The current Israeli policy that aims to crush Hamas and relies on collective punishment and the confiscation of Palestinian lands amid tightening the blockade on the Gaza Strip will fail, I believe. This foolish policy inevitably will lead to catastrophic consequences for all, I feel.

Killing the peace camp

The Palestinian Authority (PA) in Ramallah, headed by President Mahmoud Abbas will be the first victim of the Israeli military offensive on the Gaza Strip. Dangerously, I feel that large segments of the Palestinian people started to consider it (the PA) as a tool of the Israeli occupation. This is accompanied with the apparent death of the so-called peace process, which will ultimately erode the legitimacy of the Palestinian Authority in Ramallah. As a result, the Palestinian youth in the West Bank, which have become increasingly radicalized, will be looking for organizations that can challenge Israel.

There are of course some inside Palestine and Egypt who would not be happy to see the emergence of a stronger Hamas

Dr. Naser al-Tamimi

In Gaza, tightening of the blockade accompanied with Hamas’ inability to break the siege or to achieve a decisive military victory will without doubt force Hamas confront a dangerous political impasse with two difficult options: either to make political concessions or continue to live under a siege that could be even tougher than before.

The Israeli plan

From the Israeli perspective, any political concessions by Hamas may lead to a split in the the movement. Meanwhile, if Hamas stuck to its political agenda, this could lead to further political isolation and tighten the economic blockade. This situation may increase the frustration among the local populations, ultimately leading to a collision between the people of Gaza and Hamas.

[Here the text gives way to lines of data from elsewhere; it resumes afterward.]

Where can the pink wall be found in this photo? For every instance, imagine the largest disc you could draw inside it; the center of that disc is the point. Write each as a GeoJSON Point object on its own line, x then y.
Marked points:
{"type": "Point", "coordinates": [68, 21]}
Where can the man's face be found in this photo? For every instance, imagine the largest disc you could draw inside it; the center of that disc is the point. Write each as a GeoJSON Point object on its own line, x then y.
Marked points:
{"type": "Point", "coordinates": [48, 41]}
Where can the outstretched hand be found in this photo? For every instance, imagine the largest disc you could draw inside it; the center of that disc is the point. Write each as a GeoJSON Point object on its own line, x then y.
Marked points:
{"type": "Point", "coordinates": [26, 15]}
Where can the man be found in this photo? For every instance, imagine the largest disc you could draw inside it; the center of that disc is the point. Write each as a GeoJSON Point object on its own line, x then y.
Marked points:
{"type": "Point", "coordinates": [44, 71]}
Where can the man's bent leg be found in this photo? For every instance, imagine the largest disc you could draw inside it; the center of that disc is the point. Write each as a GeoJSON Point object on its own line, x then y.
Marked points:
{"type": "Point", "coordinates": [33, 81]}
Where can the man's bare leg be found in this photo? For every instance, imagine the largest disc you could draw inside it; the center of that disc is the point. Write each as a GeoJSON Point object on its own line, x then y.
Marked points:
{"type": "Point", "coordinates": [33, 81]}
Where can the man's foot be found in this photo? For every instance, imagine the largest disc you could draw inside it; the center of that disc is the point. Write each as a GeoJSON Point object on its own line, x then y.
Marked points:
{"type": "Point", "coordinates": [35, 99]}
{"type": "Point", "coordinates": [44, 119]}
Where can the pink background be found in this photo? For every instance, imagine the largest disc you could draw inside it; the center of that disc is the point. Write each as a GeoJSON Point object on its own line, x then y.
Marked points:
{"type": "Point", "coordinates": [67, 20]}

In this context, I do not think it would be surprising to see some emerging jihadist movements inside Palestine challenging the powers of Fatah and Hamas alike. Eventually, the Palestinian political situation will increasingly become fragile and give the jihadists organizations a rare opportunity to penetrate the Palestinian society in a dramatic way.

Of course, there are many in Israel who may welcome these developments, because they increase the isolation of the Palestinians and deepen political divisions. It may also provide a golden opportunity for Israel to move forward with plans never dreamed of in the past.

Palestinians mini road map

Through the above analysis we can determine that several key issues need to be addressed in order to unite the Palestinians, at least at this stage. First, continue to support the Palestinian national unity government, whereby the main task will be to rebuild what was destroyed by the brutal Israeli war machine, and then prepare for Palestinian elections to choose the next members of parliament and the president. Second, the lifting of the blockade on Gaza must be a necessary condition and should not be waived under any circumstances. Finally, improve the relationship with Egypt.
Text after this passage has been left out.